尽管有一些遗憾,但魂器研究部的大多数人还是比较欣喜的——圣器中的摩西之杖与亚伦之杖竟然本是一体,这已经是一个巨大的发现了,足以震撼全世界的魂器学界,虽然这群人永远不会有给论文署名发表的机会就是了。
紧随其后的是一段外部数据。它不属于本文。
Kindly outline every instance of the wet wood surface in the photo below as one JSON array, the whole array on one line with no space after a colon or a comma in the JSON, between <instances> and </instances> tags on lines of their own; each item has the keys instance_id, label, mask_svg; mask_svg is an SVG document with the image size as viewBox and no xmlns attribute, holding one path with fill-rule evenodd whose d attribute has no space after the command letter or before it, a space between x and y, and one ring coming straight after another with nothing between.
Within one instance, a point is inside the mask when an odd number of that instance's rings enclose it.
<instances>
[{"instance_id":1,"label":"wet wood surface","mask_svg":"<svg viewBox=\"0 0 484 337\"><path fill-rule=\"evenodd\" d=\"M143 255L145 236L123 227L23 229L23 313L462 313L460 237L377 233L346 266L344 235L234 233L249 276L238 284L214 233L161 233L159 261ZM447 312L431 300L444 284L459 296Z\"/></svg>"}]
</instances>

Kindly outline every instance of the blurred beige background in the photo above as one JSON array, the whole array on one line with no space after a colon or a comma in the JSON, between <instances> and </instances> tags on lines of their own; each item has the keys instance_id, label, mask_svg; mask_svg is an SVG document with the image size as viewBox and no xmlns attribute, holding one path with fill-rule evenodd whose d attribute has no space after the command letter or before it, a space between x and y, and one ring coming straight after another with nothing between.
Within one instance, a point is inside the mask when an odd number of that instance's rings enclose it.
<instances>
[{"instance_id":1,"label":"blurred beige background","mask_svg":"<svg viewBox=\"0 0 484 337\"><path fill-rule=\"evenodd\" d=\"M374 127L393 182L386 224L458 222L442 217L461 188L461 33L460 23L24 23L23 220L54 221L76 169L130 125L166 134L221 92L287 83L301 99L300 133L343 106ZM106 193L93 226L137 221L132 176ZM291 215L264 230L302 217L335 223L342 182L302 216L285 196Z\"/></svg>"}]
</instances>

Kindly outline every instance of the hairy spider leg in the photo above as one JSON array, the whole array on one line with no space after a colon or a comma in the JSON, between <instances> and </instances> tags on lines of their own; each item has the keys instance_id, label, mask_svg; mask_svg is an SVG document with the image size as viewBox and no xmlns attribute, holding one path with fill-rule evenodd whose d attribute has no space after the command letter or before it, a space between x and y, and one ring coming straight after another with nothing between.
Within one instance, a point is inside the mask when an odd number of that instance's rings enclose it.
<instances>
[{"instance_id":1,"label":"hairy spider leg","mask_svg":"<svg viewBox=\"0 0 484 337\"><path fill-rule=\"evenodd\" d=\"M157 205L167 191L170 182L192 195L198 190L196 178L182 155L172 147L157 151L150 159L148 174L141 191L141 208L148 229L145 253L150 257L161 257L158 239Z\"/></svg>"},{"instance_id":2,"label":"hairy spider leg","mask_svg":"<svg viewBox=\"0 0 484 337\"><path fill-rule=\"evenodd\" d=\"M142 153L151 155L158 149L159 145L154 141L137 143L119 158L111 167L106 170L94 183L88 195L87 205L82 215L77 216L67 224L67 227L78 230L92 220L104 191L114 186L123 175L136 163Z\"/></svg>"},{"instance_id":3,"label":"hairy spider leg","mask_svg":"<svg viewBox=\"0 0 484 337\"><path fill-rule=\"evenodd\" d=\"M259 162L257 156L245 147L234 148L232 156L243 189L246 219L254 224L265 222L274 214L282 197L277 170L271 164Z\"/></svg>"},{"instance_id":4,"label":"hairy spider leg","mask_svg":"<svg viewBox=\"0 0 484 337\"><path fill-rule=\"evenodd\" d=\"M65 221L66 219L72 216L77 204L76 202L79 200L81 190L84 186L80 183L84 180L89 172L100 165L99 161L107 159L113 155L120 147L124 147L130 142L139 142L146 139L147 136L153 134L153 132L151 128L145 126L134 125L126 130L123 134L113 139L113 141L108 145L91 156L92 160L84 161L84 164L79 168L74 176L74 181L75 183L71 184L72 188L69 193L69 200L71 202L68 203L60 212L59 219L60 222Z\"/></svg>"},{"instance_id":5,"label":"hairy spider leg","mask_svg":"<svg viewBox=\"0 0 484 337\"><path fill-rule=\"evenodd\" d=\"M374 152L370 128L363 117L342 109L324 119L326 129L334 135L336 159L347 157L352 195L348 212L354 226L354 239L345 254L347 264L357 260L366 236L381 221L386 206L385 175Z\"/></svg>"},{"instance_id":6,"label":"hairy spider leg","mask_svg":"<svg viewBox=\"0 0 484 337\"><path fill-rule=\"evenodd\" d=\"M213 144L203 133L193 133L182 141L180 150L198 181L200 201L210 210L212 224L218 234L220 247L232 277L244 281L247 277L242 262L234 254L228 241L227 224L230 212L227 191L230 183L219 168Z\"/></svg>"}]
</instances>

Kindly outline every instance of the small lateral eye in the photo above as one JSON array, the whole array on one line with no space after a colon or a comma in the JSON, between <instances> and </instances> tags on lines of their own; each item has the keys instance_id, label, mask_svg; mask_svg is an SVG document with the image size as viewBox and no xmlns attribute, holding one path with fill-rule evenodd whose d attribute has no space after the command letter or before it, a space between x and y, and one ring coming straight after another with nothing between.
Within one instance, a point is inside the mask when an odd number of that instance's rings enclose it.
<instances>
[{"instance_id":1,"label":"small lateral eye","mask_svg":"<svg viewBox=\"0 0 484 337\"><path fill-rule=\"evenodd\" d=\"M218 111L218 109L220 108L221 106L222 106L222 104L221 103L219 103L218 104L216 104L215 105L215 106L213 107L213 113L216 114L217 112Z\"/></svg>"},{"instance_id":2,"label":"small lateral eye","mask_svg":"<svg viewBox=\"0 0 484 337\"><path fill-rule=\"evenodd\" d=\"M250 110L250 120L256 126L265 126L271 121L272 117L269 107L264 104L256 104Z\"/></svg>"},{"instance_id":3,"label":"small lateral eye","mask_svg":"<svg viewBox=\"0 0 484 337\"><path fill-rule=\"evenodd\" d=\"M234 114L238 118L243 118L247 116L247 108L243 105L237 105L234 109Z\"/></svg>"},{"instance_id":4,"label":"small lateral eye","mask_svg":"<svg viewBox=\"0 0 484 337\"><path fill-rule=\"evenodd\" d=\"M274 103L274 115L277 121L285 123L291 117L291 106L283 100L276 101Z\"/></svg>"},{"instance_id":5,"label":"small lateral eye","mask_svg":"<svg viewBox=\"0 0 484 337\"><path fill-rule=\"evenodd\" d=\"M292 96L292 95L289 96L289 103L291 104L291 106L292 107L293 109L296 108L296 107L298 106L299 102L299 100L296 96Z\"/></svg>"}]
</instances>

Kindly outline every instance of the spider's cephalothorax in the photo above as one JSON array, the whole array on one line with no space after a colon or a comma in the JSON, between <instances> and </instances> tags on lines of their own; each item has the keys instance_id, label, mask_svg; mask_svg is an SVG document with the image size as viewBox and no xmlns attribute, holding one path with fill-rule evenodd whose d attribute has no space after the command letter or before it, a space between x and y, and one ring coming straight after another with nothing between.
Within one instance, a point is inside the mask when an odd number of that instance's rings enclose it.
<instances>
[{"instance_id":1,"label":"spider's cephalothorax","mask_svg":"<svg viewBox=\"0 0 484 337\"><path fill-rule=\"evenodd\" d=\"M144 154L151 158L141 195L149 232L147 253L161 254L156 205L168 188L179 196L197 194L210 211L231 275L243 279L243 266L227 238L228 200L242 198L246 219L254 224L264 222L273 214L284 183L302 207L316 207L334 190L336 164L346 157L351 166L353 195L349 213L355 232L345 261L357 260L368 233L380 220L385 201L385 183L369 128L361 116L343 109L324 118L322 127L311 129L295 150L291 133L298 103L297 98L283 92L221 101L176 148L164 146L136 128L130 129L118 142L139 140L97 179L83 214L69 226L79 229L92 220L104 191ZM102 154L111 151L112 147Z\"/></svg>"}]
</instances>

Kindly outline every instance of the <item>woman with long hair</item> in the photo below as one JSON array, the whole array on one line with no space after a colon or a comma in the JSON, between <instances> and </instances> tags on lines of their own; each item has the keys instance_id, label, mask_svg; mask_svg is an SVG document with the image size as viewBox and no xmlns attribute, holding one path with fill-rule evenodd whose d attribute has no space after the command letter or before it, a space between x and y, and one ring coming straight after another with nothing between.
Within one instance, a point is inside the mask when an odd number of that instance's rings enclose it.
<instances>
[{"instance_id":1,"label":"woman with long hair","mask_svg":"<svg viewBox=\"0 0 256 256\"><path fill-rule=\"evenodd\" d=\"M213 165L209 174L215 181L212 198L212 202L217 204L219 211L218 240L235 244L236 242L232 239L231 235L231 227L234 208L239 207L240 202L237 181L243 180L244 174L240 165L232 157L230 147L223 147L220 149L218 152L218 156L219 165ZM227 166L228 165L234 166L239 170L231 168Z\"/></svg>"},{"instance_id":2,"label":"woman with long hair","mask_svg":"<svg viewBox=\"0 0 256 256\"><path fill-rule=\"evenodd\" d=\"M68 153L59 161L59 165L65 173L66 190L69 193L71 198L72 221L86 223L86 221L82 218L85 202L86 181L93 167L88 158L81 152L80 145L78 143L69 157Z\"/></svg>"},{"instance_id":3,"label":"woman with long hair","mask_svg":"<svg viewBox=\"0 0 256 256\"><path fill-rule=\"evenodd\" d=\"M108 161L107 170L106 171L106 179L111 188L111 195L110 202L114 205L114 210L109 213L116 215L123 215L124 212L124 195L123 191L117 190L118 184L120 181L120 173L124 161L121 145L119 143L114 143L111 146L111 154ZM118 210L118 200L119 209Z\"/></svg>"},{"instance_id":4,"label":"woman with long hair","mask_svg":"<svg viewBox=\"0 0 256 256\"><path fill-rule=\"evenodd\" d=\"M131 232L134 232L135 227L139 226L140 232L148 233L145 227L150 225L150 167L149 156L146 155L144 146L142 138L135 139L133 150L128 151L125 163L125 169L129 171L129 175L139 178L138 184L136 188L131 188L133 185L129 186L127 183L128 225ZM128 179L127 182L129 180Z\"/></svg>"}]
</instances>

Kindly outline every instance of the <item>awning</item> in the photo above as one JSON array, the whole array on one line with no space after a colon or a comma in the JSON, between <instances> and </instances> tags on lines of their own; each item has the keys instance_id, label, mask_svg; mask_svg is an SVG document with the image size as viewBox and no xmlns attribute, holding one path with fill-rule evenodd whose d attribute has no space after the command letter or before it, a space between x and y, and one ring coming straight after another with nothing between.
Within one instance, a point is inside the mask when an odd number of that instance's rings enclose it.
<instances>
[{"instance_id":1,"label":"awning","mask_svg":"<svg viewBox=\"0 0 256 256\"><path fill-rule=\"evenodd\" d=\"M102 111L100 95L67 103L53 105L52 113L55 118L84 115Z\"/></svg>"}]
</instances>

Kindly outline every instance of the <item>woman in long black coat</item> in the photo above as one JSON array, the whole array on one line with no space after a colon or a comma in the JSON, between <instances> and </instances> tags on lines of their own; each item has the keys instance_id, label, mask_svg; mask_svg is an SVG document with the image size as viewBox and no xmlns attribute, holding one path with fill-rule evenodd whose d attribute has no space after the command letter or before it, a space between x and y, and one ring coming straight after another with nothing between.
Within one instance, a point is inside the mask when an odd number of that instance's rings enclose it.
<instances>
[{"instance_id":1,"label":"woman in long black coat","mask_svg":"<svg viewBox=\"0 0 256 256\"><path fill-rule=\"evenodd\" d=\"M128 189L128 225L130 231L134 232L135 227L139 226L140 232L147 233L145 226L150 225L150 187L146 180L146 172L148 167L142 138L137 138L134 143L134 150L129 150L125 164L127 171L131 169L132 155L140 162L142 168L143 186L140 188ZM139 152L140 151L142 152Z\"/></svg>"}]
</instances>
但这些和夏洛蒂并没有什么关系。按照日程表,她接下来要去食堂吃早饭,上午要完成今天的健身计划,下午还要去打靶场训练射击。晚上没有多余的安排,大多数时间是去伊凡的办公室共进晚餐,他和她最近似乎都很忙,白天几乎看不见对方。
有时候哈托尔和魏明诚也会参加他们的晚餐,四个人的饭在白桦木桌上挤得满满当当,弄得伊凡颇有微词。上次夏洛蒂还把汤不小心撒在新送来的一沓文件上,弄得哈托尔险些心肺骤停。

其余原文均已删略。